Social media colossus Facebook, finds itself in trouble over transparency, once again. Germany’s Federal Office of Justice has fined the company $2.3 million for understating the number of complaints against hate speech in the country.
It appears that Facebook failed to follow Germany’s Network Enforcement Act (also known as NetzDG). NetzDG requires social networking sites, which receive more than 100 complaints (against hate speech and other unlawful content) per year, to publish half-yearly report. These reports consist of complaints handled through procedures in accordance with NetzDG procedures.
In Facebook’s transparency report, for the period July to December 2018, the company said that it has received 1,117 complaints which includes 800 items related to Holocaust denial and 139 items related to reports of defamation. These complaints are far low compared to what YouTube and Twitter have received. These sites reportedly have received more than a quarter million complaints on their platforms.
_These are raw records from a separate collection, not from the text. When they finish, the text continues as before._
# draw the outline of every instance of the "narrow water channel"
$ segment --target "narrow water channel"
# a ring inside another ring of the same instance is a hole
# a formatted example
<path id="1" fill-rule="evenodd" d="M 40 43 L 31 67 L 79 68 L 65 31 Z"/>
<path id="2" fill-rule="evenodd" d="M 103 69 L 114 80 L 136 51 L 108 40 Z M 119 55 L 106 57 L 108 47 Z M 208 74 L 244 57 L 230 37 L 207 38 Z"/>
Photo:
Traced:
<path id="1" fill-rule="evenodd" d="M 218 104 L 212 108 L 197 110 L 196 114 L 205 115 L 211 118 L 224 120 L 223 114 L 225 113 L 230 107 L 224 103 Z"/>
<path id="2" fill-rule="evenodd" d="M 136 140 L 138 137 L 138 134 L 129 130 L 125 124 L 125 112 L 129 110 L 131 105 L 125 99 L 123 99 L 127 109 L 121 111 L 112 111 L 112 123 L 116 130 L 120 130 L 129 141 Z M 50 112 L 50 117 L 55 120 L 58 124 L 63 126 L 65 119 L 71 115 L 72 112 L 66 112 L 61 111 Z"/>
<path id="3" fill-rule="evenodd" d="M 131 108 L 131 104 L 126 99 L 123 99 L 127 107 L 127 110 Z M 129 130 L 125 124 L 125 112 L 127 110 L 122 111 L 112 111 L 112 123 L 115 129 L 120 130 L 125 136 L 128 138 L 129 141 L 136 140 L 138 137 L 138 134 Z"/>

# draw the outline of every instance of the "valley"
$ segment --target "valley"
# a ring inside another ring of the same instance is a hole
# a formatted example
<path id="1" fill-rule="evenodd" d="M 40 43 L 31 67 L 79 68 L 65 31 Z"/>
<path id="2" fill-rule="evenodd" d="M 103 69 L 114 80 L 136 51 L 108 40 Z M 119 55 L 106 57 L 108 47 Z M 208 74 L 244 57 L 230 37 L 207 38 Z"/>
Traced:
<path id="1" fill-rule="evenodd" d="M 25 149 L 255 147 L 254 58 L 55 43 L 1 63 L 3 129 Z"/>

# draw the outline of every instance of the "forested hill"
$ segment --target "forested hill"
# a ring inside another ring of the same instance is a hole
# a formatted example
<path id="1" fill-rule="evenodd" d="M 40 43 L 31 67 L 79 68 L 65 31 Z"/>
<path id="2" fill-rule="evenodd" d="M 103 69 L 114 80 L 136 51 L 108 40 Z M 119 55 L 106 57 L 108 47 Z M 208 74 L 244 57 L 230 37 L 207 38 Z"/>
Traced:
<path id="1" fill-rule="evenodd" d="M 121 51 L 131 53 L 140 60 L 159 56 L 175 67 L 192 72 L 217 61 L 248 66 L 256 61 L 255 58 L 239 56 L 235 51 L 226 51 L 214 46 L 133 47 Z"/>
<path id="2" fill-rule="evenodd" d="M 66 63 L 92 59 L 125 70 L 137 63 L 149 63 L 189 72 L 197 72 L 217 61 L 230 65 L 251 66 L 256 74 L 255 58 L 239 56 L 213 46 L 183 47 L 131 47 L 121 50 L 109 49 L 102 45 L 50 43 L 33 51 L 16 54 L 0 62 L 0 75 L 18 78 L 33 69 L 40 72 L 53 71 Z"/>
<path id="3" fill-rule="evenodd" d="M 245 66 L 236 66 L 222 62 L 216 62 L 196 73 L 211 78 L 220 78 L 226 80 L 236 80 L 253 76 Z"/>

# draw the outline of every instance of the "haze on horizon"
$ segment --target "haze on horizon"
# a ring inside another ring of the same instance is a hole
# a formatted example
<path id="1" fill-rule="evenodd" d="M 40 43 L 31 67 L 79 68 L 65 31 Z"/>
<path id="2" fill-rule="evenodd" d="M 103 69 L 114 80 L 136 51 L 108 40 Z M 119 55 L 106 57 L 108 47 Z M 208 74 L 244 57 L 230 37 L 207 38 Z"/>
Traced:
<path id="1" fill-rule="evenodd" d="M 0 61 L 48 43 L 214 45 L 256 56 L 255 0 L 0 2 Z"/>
It should be noted that these low numbers correspond to the complaints which get categorized according to the NetzDG procedures while Facebook’s community guidelines have different standards. The complaints categorized under the transparency law are “harder to find on Facebook”, according to what Justice Minister Christine Lambrecht said, as there’s no option for that.
A Facebook spokesperson said to Reuters, “We want to remove hate speech as quickly and effectively as possible and work hard to do so.” He also said the company’s reports are in accordance with the law and pointed out that “this law lacks clarity.”
The German transparency law restricts access to number of items in compliance with the Protection of Young Persons Act (JuSchG) and the Interstate Treaty on the Protection of Minors (JMStV). This bans contents which advocates right wing extremism, and Holocaust denial.